Однажды, одиннадцатого октября 1970, четыре месяца спустя после своего шестидесятилетия, папа, по своему обыкновению, которому следовал всю жизнь, встал рано утром — задолго до того, как поднялись его домочадцы, побрился, надушился, смочил немного волосы перед тем, как зачесать их щеткой наверх, съел булочку с маслом, выпил два стакана чаю, почитал газету, повздыхал, заглянул в ежедневник, который всегда был раскрыт на его письменном столе, чтобы можно было вычеркнуть уже сделанное, повязал галстук, надел пиджак, подготовил для себя списочек покупок. И отправился в своем автомобиле к площади Дания на перекрестке бульвара Герцля и улицы Бейт ха-Керем, чтобы купить канцелярские товары в маленьком писчебумажном магазинчике, размещавшемся в подвале, — в этом магазинчике он обычно покупал все, что необходимо ему было для письма. Он поставил машину на стоянку, запер ее, спустился вниз на пять-шесть ступенек, постоял в очереди и даже со всей возможной вежливостью уступил свою очередь какой-то немолодой госпоже, и купил все, что внес в свой список, и пошутил с хозяйкой магазинчика по поводу того, что «скрепка» — это, по сути, и предмет, и действие, и даже поговорил с ней о муниципальных проблемах, и заплатил за покупку, и получил от хозяйки магазина сдачу, и взял пакет со своими покупками, и любезно поблагодарил хозяйку, попросив, чтобы не забыла она передать привет своему добрейшему супругу, и расстался, пожелав ей хорошего, успешного дня, и попрощался с двумя незнакомцами, стоявшими за ним в очереди, и повернулся, и направился к двери, и упал, и умер тут же на месте от сердечного приступа.

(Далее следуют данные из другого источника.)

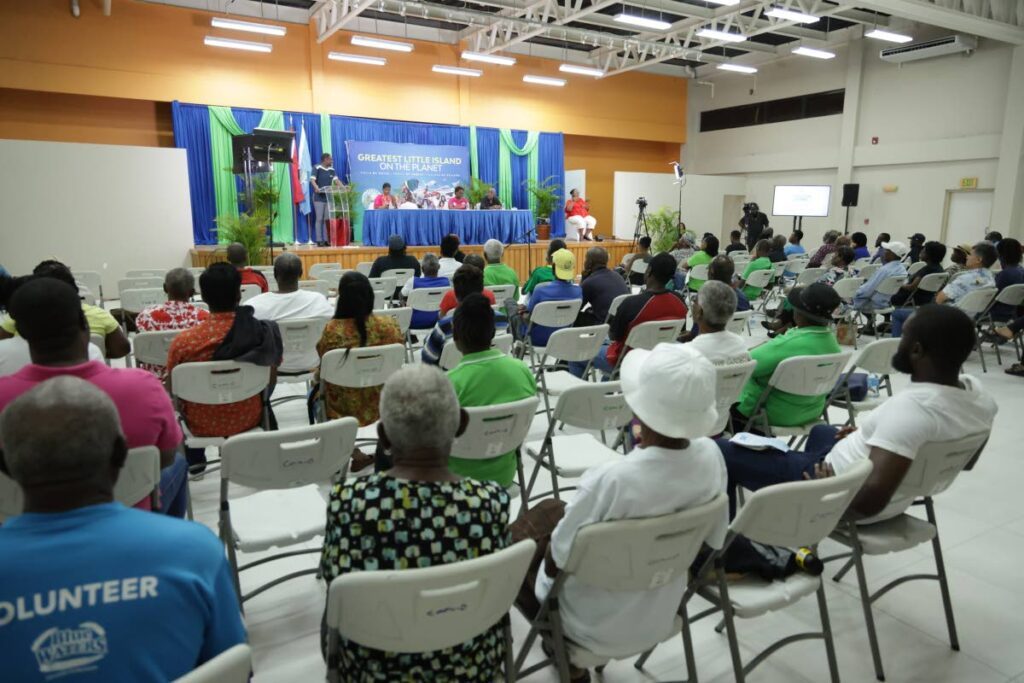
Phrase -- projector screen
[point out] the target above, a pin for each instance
(801, 201)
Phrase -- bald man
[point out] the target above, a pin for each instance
(99, 592)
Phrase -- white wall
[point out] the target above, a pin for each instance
(95, 207)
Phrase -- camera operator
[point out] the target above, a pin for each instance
(754, 222)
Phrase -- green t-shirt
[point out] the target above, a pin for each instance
(762, 263)
(488, 378)
(786, 410)
(499, 273)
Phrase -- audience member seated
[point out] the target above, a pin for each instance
(370, 526)
(654, 303)
(229, 334)
(496, 272)
(485, 377)
(937, 406)
(51, 321)
(600, 286)
(976, 276)
(812, 310)
(178, 312)
(543, 273)
(714, 308)
(290, 303)
(99, 321)
(239, 257)
(167, 603)
(673, 467)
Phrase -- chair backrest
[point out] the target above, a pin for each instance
(799, 513)
(452, 356)
(729, 382)
(578, 344)
(809, 375)
(649, 335)
(555, 313)
(364, 367)
(289, 458)
(596, 406)
(432, 608)
(152, 347)
(494, 430)
(218, 382)
(403, 315)
(643, 554)
(231, 666)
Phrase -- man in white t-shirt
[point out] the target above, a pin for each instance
(939, 406)
(290, 303)
(715, 306)
(672, 468)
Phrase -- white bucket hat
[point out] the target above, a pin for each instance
(671, 389)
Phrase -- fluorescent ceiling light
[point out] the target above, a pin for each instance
(381, 44)
(544, 80)
(791, 15)
(814, 52)
(582, 71)
(642, 22)
(457, 71)
(739, 69)
(489, 58)
(249, 27)
(356, 58)
(214, 41)
(888, 36)
(721, 35)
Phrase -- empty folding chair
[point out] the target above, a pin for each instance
(231, 666)
(426, 609)
(932, 471)
(631, 555)
(286, 468)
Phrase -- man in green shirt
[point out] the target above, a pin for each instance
(812, 308)
(496, 272)
(485, 377)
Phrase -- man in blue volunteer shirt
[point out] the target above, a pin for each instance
(97, 592)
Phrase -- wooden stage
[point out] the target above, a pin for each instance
(516, 256)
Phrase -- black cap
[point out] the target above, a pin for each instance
(816, 301)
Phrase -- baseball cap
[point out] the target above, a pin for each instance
(897, 248)
(563, 263)
(817, 301)
(672, 389)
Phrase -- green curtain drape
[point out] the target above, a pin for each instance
(222, 128)
(506, 148)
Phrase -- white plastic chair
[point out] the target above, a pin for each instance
(231, 666)
(285, 467)
(933, 470)
(426, 609)
(632, 555)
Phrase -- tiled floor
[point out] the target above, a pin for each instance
(982, 528)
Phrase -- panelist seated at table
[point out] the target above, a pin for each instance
(386, 200)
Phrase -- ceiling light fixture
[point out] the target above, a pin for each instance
(544, 80)
(721, 35)
(489, 58)
(381, 44)
(642, 22)
(582, 71)
(457, 71)
(814, 52)
(214, 41)
(356, 58)
(249, 27)
(889, 36)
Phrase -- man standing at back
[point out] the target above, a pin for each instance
(103, 593)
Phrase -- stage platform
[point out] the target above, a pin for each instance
(516, 256)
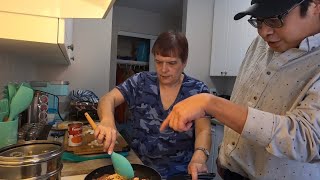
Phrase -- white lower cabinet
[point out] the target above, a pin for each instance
(217, 135)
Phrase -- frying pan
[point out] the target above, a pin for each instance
(140, 171)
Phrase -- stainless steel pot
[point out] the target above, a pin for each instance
(31, 160)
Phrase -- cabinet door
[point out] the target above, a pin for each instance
(230, 38)
(65, 40)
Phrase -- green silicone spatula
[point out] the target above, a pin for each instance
(20, 101)
(121, 164)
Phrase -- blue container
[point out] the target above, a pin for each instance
(57, 88)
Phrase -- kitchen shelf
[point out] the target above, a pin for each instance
(132, 62)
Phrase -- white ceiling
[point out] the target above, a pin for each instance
(165, 7)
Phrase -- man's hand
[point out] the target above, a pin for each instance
(197, 167)
(183, 113)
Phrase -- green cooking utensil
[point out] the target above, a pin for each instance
(20, 101)
(11, 91)
(120, 164)
(4, 108)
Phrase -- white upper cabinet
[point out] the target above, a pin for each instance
(59, 8)
(230, 38)
(44, 39)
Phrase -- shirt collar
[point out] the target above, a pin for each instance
(310, 43)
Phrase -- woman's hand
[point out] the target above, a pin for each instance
(183, 113)
(106, 134)
(196, 167)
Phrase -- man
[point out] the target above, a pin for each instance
(150, 97)
(272, 123)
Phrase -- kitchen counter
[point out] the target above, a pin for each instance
(85, 167)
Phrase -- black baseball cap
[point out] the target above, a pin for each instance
(267, 8)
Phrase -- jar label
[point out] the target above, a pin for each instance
(75, 134)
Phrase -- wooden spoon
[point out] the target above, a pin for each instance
(121, 164)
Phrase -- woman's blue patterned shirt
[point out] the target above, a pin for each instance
(168, 152)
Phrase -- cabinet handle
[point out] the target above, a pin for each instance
(70, 47)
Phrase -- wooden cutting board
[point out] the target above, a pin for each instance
(88, 148)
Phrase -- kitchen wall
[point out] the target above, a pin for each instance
(92, 40)
(90, 70)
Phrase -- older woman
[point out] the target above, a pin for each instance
(150, 97)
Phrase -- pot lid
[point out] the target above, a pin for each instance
(30, 152)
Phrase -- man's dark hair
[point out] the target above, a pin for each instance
(171, 44)
(304, 7)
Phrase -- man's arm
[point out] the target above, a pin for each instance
(202, 141)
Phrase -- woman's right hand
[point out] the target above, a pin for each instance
(107, 134)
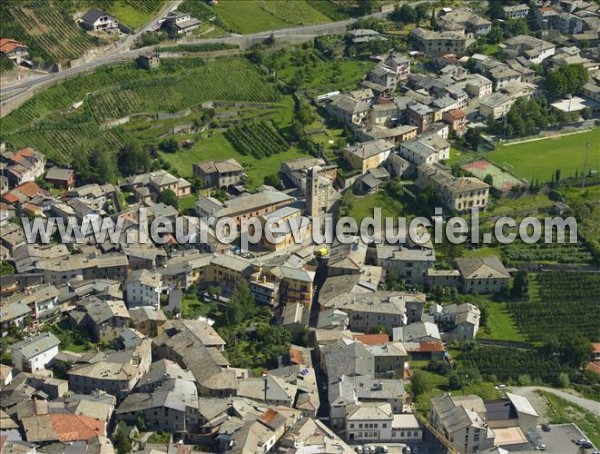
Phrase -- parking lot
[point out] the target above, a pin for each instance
(560, 439)
(428, 446)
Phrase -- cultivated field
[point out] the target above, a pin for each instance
(51, 32)
(218, 147)
(541, 158)
(560, 302)
(255, 16)
(66, 119)
(502, 181)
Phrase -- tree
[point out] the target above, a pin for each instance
(433, 21)
(273, 180)
(557, 176)
(496, 35)
(520, 286)
(575, 350)
(454, 382)
(419, 384)
(241, 305)
(567, 80)
(473, 138)
(133, 160)
(404, 14)
(105, 167)
(365, 7)
(168, 197)
(122, 442)
(563, 380)
(586, 113)
(421, 11)
(6, 269)
(495, 10)
(169, 145)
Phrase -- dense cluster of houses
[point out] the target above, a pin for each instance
(159, 372)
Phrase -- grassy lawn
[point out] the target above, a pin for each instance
(561, 411)
(438, 384)
(456, 156)
(484, 251)
(218, 147)
(129, 15)
(187, 203)
(541, 158)
(523, 204)
(327, 75)
(501, 325)
(255, 16)
(361, 207)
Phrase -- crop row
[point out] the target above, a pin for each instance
(256, 139)
(57, 37)
(567, 301)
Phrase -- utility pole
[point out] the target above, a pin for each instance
(587, 151)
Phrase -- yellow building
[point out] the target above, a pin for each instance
(368, 155)
(457, 193)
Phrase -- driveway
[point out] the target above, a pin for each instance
(536, 401)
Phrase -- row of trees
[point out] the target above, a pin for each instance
(252, 341)
(567, 80)
(528, 117)
(407, 14)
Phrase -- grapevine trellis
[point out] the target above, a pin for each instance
(565, 302)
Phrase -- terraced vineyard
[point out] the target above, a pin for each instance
(561, 302)
(66, 119)
(542, 252)
(49, 30)
(5, 63)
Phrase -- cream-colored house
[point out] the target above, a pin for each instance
(456, 193)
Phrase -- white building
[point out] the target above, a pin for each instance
(143, 288)
(373, 422)
(35, 353)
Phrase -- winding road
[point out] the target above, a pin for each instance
(16, 92)
(530, 393)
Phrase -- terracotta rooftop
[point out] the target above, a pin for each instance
(372, 339)
(8, 45)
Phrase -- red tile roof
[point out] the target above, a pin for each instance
(10, 198)
(594, 367)
(70, 427)
(457, 113)
(8, 45)
(372, 339)
(297, 356)
(424, 347)
(28, 189)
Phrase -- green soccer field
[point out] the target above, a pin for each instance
(541, 158)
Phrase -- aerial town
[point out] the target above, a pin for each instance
(210, 114)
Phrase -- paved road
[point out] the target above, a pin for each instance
(12, 93)
(529, 392)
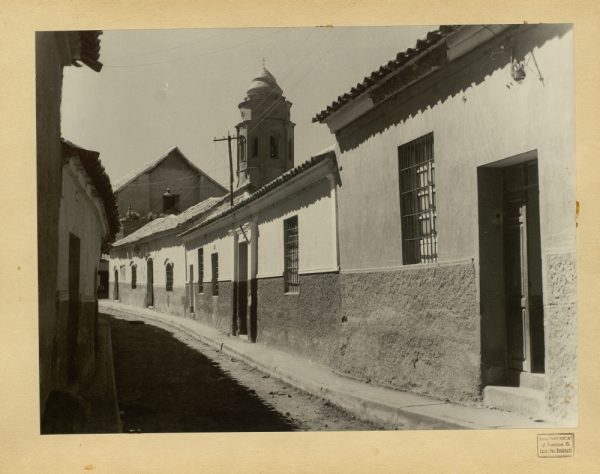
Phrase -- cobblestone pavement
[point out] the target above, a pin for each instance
(168, 383)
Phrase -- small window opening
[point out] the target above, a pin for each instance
(169, 276)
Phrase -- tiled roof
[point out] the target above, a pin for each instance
(379, 76)
(93, 167)
(128, 178)
(162, 224)
(86, 48)
(240, 201)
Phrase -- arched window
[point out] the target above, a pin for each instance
(169, 276)
(242, 149)
(134, 276)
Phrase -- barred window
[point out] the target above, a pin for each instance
(273, 147)
(214, 258)
(417, 201)
(201, 270)
(290, 244)
(133, 276)
(242, 148)
(169, 276)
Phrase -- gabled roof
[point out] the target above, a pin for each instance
(379, 76)
(225, 208)
(93, 168)
(128, 178)
(163, 224)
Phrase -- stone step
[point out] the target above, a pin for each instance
(533, 381)
(523, 400)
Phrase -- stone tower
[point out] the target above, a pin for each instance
(266, 143)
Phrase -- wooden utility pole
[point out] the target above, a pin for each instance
(229, 138)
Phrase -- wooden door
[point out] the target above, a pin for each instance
(73, 318)
(523, 268)
(191, 289)
(242, 299)
(149, 282)
(116, 287)
(516, 282)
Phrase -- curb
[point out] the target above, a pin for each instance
(369, 409)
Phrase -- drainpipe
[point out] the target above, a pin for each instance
(252, 303)
(234, 278)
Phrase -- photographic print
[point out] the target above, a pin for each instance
(306, 229)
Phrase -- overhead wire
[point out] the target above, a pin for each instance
(186, 58)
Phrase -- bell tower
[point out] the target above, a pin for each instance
(266, 133)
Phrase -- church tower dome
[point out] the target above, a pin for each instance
(266, 133)
(264, 84)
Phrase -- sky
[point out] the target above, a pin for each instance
(164, 88)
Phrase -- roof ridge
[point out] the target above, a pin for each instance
(150, 165)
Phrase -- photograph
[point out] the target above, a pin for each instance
(324, 228)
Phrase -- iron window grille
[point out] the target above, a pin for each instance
(201, 270)
(273, 147)
(242, 148)
(417, 201)
(169, 275)
(133, 276)
(290, 244)
(215, 273)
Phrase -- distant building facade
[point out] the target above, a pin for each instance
(167, 185)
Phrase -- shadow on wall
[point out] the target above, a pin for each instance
(455, 78)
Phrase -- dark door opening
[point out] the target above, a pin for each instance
(512, 319)
(522, 268)
(73, 318)
(191, 289)
(242, 288)
(149, 282)
(116, 285)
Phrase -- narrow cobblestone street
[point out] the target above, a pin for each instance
(169, 384)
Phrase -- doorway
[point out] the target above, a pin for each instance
(242, 289)
(73, 318)
(116, 285)
(523, 268)
(149, 283)
(191, 289)
(511, 296)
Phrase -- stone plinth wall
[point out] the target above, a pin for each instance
(414, 329)
(561, 335)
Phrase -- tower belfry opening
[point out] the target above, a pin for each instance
(266, 133)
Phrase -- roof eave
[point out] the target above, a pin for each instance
(459, 42)
(325, 166)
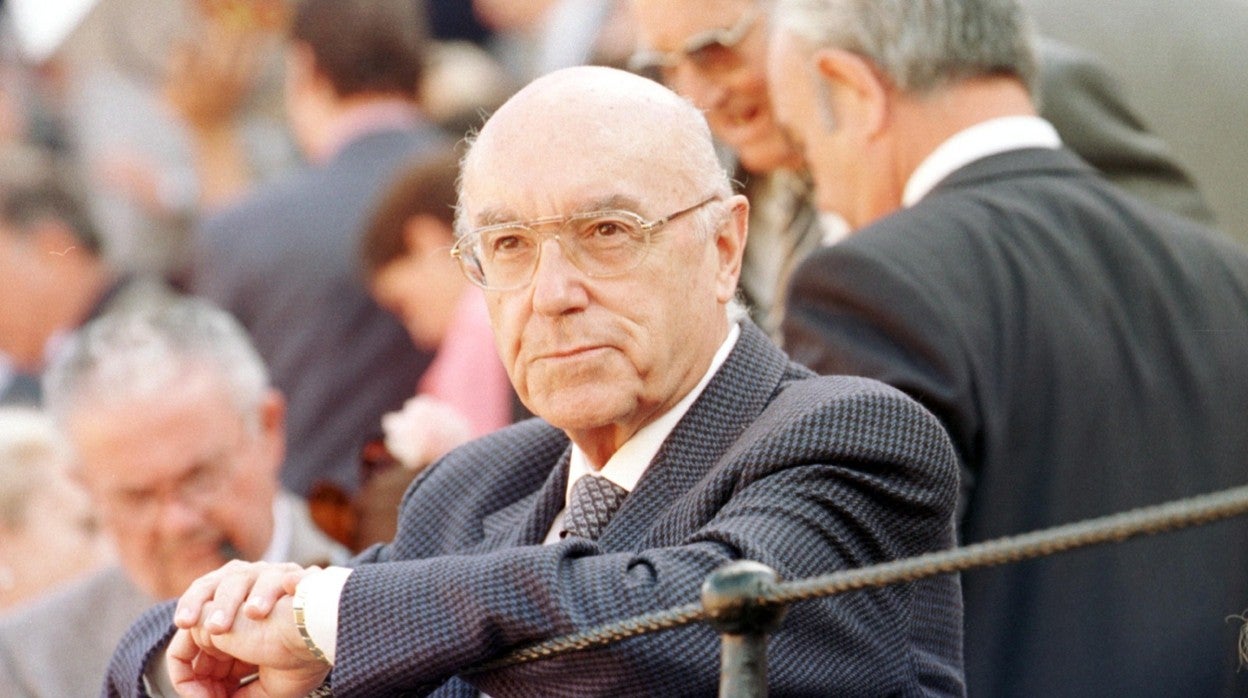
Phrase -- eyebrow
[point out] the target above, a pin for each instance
(497, 215)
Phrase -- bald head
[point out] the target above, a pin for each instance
(617, 240)
(593, 116)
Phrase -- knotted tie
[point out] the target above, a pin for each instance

Тело свое он завещал науке, а его письменный стол унаследовал я. И за ним пишутся эти страницы, пишутся без слез, потому что папа мой был принципиальным противником слез, во всяком случае — мужских слез.
В его раскрытом ежедневнике я нашел в день его смерти следующую запись: «Письменные принадлежности: 1. Блок для писем; 2.Тетрадь со спиралью; 3.Конверты; 4.Скрепки; 5. Спросить про картонную папку». Все это, и картонная папка тоже, найдено было в пакете, который пальцы его так и не выпустили. Когда я добрался до дома отца в Иерусалиме, примерно через полтора часа, я взял его карандаш и перечеркнул весь список двумя диагональными линиями: по обычаю папы — тут же вычеркивать все, что уже сделано.
58
Когда примерно в пятнадцатилетнем возрасте я оставил свой дом и ушел жить в кибуц, я записал себе на листке несколько принятых мною твердых решений, которые должны быть мною обязательно выполнены. Если я действительно способен начать совершенно новую жизнь, то первым делом следует загореть в течение двух недель так, чтобы выглядеть совсем, как один из них. Необходимо раз и навсегда перестать мечтать, сменить свою фамилию, два-три раза в день принимать холодный душ, превозмочь и полностью, безо всяких компромиссов, прекратить те самые ночные безобразия, не писать больше стихов, не болтать день-деньской, не рассказывать всем разные истории, а предстать на новом месте человеком молчаливым.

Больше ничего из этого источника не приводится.